Adoption of TogetherDB
TogetherDB is web-based, so no installation is necessary. LILLYDOO’s head of development, Alexander, signed up for the 30-day free trial and created the company account. The database manager created new access details for TogetherDB (see how to set up MySQL) with which they created a new connection in the TogetherDB dashboard — initial setup done!
Alex then set up the company. He created three groups: “Developers,“ “Product Owners“ and “Management“. Using only their email address, he added all team members that may need database access to the company and then to their respective group. This action sends out an invitation email to join; simply adding users to the company doesn’t yet give them access.
As the last step Alexander set up the database’s sharing configurations. The developers got read-write access to all tables and the product owners and management got read-access with some of the customer table’s columns hidden for privacy reasons.

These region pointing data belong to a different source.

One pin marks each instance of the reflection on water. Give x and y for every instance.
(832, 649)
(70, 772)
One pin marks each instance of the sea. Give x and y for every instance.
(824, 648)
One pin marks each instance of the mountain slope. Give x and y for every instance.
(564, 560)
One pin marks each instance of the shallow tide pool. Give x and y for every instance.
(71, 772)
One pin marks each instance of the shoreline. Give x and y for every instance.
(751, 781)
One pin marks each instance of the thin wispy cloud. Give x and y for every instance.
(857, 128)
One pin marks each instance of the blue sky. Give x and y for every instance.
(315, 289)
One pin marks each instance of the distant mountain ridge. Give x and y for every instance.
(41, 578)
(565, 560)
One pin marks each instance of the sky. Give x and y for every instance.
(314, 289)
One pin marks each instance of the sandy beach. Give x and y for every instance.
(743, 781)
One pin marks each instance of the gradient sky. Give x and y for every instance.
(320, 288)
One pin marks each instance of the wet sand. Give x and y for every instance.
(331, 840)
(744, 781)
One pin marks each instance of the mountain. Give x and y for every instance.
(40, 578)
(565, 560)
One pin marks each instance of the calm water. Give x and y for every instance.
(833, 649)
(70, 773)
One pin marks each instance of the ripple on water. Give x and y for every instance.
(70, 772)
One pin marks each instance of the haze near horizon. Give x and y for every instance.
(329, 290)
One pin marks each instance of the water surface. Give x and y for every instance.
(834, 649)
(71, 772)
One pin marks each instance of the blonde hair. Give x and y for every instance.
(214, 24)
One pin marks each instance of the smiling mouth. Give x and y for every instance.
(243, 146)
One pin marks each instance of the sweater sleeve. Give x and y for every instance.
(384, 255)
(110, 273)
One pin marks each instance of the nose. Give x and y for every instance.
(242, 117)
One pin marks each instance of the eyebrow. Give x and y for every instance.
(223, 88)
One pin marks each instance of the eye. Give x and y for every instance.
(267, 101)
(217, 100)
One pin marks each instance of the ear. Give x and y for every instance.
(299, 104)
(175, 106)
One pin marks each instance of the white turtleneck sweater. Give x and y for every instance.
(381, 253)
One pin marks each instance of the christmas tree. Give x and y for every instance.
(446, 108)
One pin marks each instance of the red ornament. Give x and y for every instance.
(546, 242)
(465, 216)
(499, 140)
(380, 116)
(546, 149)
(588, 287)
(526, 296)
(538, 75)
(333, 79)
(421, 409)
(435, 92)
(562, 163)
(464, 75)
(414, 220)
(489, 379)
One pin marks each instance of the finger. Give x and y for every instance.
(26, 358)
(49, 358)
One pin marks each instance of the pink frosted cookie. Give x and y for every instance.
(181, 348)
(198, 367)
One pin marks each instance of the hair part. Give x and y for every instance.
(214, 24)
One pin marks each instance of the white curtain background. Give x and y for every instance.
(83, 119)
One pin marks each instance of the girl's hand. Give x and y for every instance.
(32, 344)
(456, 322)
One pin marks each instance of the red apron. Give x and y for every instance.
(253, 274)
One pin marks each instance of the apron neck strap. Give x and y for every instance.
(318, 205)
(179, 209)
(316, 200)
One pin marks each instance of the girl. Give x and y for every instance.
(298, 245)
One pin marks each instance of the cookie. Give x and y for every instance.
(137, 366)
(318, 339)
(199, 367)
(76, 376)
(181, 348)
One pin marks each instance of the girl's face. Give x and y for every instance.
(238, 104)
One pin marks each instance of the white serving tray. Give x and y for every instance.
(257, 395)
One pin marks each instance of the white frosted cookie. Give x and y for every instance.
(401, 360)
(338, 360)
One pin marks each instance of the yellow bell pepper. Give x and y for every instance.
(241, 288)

Additionally, management is allowed to execute SELECT SQL queries, and the developers are allowed SELECT, INSERT and UPDATE queries.
Outcomes/Results
“This super simple central database access management is a blessing for our IT team and saves its valuable resources.“ — Alexander Kohout, Head of Development at LILLYDOO
LILLYDOO’s biggest gain from adopting TogetherDB are the time savings for their IT department. Any request or the event of a colleague joining or leaving a team is now handled with just a few no-hassle clicks. Additionally they enjoy enhanced control as they now have a full log on which entries in the database any team member has changed. Furthermore, for their yearly audit they need an overview of who in the company can access which databases with which permissions. Before, this information was nearly impossible to gather; now they can navigate to the company settings and check each members’ accesses with ease.